Jacob Engelberg (KCL) - 2018-19 Students
jacob.engelberg@kcl.ac.uk

Cinematic Figurations of Bisexual Transgression

My research makes a bisexual theoretical intervention in queer approaches to film by tracing and theorising cinematic figurations of bisexual transgression. Cinema’s bisexual transgressors are mutable, prevalent, and persistent figures, whose appearance across diverse cinematic contexts warrants further examination. I explore how the figuration of bisexuality works across varied locations, and in cinematic genres and modes of production which are often identified or understood as transgressive themselves. The cinematic contexts I consider are: 1970s vampire film, 1980s and 1990s lesbian-feminist narrative cinema, European art cinema in the wake of HIV/AIDS, and the erotic thrillers of the 1980s and 1990s. 

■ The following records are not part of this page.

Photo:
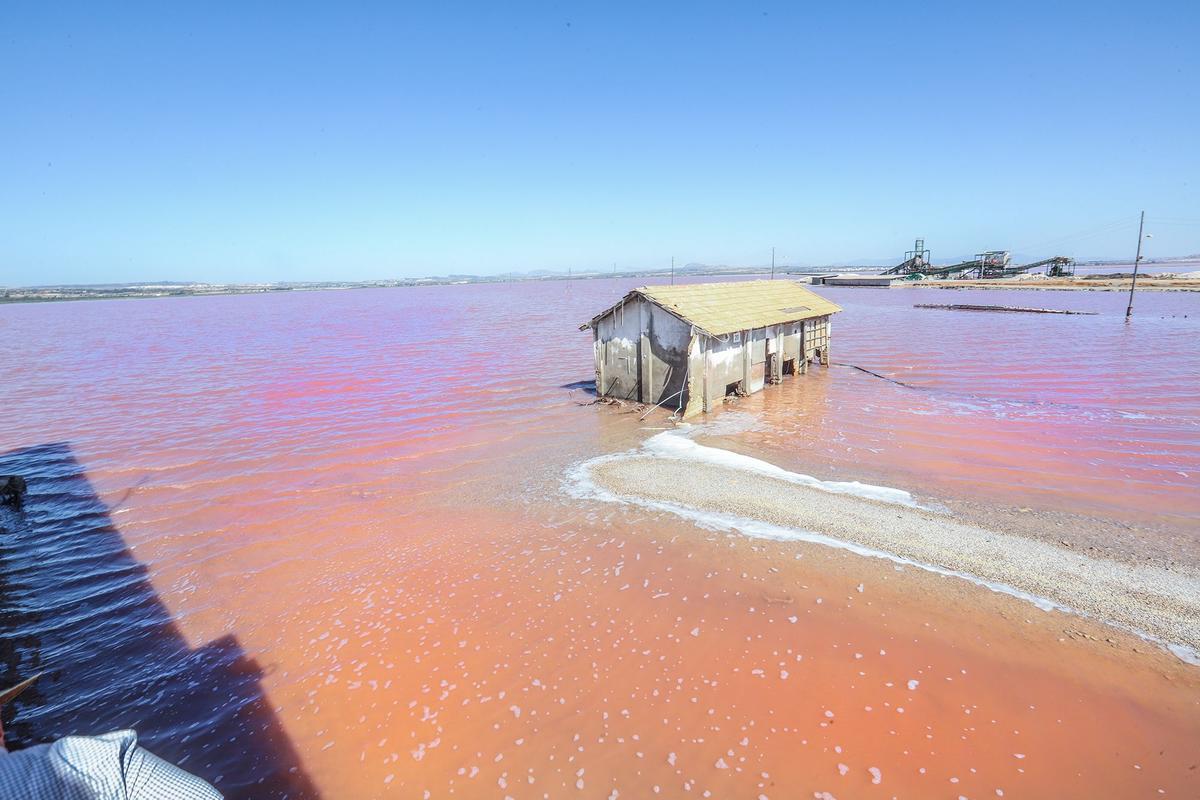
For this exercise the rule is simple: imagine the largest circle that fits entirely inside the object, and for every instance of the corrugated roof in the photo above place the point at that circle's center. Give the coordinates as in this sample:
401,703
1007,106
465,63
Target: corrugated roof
720,308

The cinematic frequency of bisexual figuration alongside a tendency towards social transgression reveals transgression to be a germane analytic through which to understand bisexuality on film. In deploying figuration as a framework, this project emphasises how the films under analysis are formally structured, the historical milieux from which they emerge, and the epistemic fields in which they operate. While theories of bisexuality have not always been prioritised in film studies, I argue that by putting these traditions in conversation, the two can productively complicate one another. The critical deployment of transgressive bisexuality’s inherent multiplicity allows for the formulation of film analyses that are neither oppositional nor reproductive of the monosexual binary. This theoretical cross-fertilisation challenges bisexual erasure in queer approaches to cinema, foregrounding how compulsory monosexuality and transgressive bisexuality are constitutive factors in sexual representability on screen.

This project thus recalibrates the relation of bisexuality to film theory and history, remedying a critical gap in queer and feminist approaches to film studies. The bisexual transgressor—a trespasser of borders, an embodiment of multiplicity, a troubling sexual figure—makes visible new theoretical frameworks through which the contingencies of cinematic figuration can be generatively expanded.